Bandung, Oktober 2024 – Artikel ilmiah berjudul “Pemetaan Publikasi Literasi Media di Scopus Tahun 2019–2023” resmi dipublikasikan pada Oktober 2024. Penelitian ini berfokus pada pemetaan tren literasi media dalam lima tahun terakhir melalui analisis bibliometrik, dengan tujuan memberikan gambaran perkembangan riset sekaligus membuka peluang topik kajian baru di masa depan.
Artikel tersebut ditulis oleh Farah Nabila Khairunnisa, Edwin Rizal, dan Yunus Winoto.
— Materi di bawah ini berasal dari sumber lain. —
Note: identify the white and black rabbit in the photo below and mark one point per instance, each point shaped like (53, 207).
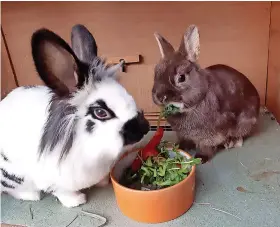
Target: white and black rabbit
(219, 106)
(66, 136)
Publikasi ini menjadi kontribusi nyata dalam memperkuat literatur akademik terkait literasi media, sebuah kompetensi penting yang semakin dibutuhkan di era digital. Penelitian dilakukan menggunakan data publikasi dari basis data internasional Scopus. Dengan metode analisis bibliometrik berbasis co-word melalui aplikasi VOSviewer, penelitian ini berhasil mengidentifikasi tren penelitian global di bidang literasi media. Dari total 1.786 publikasi yang ditemukan pada periode 2019–2023, sebanyak 1.046 artikel dipilih sebagai sampel setelah melalui proses seleksi berdasarkan jenis dokumen dan kata kunci.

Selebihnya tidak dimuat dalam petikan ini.